Polycystic ovary syndrome (PCOS) is a reproductive endocrinopathy and is the most common cause of anovulatory infertility in women of reproductive age group. In PCOS research, there have been several reports which have shown the differential expression of genes from various tissue and cell types. However, little information can be gained about the regulation of these genes from the microarray data itself. Therefore, with the assumption that co-expression can also imply co-regulation in high-throughput gene expression studies, we investigated the role of various transcription factors by elucidating their binding sites (TFBSs) in these genes. For this purpose, a group of 40 genes altered in a forskolin-treated PCOS gene expression study in theca cells were analyzed using in silico tools. 2,000 bp of the upstream region were extracted from all these genes, and the PAINT suite of programs was used to identify over-represented TFBSs in these genes.
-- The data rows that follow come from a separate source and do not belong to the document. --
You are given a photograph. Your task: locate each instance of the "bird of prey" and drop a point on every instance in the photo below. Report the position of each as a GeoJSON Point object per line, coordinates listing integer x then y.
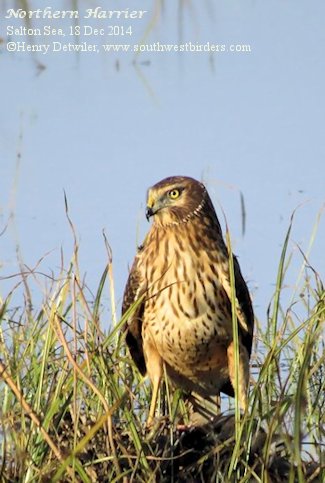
{"type": "Point", "coordinates": [179, 286]}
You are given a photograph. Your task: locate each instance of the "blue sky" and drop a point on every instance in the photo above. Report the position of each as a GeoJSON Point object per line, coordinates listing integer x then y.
{"type": "Point", "coordinates": [243, 122]}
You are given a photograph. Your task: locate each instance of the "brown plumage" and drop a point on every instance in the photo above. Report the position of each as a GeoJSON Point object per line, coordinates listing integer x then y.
{"type": "Point", "coordinates": [181, 277]}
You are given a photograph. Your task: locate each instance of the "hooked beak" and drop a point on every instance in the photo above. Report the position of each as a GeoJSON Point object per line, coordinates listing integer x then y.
{"type": "Point", "coordinates": [149, 213]}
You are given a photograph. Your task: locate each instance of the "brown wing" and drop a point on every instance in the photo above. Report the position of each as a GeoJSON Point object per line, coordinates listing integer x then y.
{"type": "Point", "coordinates": [134, 290]}
{"type": "Point", "coordinates": [245, 303]}
{"type": "Point", "coordinates": [244, 310]}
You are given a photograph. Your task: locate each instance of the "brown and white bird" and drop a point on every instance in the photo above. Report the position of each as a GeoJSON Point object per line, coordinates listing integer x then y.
{"type": "Point", "coordinates": [181, 280]}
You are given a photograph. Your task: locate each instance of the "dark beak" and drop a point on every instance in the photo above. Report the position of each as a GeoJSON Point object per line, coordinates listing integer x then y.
{"type": "Point", "coordinates": [149, 213]}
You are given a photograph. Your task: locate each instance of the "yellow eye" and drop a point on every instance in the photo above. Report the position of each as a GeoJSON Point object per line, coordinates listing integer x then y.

We identified three different TFBSs which were over-represented as compared with a human promoter background model. These three transcription factors (TFs) are Oct, HFH, and neuron-restrictive silencing factor. Each of these three TFs and their compatible members can be implicated in the pathogenesis of PCOS, as described in detail in this article. These factors might reveal a new insight into the complex pathogenesis of PCOS especially with respect to cAMP pathway.